In questo senso, è particolarmente significativo il fatto che le discipline sportive che i ragazzi disabili scelgono di praticare più frequentemente sono quelle che consentono una maggiore integrazione con le persone normodotate, ciò senza che siano penalizzati i risultati, pensiamo ad Oscar Pistorius, ai risultati che questo atleta ha raggiunto, ma, soprattutto, alla attenzione mediatica sulla disabilità che il suo caso ha prodotto, ciò, dimostrando, il potere comunicativo dello sport. Nonostante questa nota positiva, bisogna comunque sottolineare che ci sono ancora dei problemi da risolvere, ad esempio, la nostra offerta sportiva può essere indirizzata solo ad un numero esiguo di persone disabili, molti, infatti, continuano ad essere esclusi e, questa situazione, non è assolutamente pensabile in un paese che si vuole dire civile, un paese in cui, all'interno degli istituti scolastici, le ore di educazione fisica continuano ad essere un momento di ghettizzazione per disabili, non perché essi sono incapaci di partecipare all'attività sportiva, ma perché la scuola stessa non è preparata ad affrontare questo tipo di situazioni.

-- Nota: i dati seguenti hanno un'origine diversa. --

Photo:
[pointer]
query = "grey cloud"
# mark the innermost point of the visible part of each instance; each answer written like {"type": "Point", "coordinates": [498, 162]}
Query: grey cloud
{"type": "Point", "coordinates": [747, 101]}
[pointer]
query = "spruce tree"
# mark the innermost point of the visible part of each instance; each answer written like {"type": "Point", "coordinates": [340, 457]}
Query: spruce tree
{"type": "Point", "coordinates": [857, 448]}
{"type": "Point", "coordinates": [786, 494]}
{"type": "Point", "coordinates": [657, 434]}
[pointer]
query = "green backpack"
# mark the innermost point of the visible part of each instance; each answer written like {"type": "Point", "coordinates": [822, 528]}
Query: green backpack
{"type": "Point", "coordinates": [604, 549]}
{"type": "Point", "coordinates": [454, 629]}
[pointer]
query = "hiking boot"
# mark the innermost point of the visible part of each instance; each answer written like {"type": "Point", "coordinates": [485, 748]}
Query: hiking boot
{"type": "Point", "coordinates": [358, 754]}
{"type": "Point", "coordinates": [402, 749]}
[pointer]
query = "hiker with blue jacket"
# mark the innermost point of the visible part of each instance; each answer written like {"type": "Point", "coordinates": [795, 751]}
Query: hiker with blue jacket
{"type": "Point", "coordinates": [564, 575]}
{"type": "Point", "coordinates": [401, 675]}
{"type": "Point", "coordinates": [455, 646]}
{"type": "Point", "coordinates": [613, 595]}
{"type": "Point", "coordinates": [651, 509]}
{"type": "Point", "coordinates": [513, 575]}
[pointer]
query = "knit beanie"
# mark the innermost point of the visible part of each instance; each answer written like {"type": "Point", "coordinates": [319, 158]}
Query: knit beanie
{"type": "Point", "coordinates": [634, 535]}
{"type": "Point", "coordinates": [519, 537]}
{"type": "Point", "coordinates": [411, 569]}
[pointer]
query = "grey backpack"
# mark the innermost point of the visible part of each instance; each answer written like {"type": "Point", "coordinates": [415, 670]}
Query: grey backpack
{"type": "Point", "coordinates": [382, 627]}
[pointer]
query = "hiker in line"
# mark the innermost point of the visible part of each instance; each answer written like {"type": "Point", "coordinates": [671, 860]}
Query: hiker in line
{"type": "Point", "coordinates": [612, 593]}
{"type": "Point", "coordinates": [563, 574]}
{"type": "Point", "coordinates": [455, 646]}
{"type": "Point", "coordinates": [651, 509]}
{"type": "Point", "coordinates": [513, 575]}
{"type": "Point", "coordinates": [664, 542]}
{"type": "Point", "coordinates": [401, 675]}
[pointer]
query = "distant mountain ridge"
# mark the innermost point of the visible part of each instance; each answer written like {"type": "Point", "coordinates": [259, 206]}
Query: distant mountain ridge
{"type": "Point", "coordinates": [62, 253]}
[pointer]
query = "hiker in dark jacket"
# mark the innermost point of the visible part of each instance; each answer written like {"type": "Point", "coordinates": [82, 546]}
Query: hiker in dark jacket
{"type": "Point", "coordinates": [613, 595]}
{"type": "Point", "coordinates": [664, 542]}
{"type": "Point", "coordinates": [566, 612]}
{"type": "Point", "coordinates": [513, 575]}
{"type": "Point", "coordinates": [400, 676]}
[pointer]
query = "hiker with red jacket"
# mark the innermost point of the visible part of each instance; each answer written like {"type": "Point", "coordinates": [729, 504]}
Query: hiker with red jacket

E', dunque, necessario riflettere su questi temi per costruire quel percorso di vita indipendente a cui tutti aspiriamo; Siamo consapevoli che è un percorso pieno di difficoltà, ma siamo anche consapevoli del fatto che molte cose sono cambiate, che bisogna, sempre, riuscire a vedere il bicchiere mezzo pieno, consapevoli, però, della necessità di riempirne l'altra metà.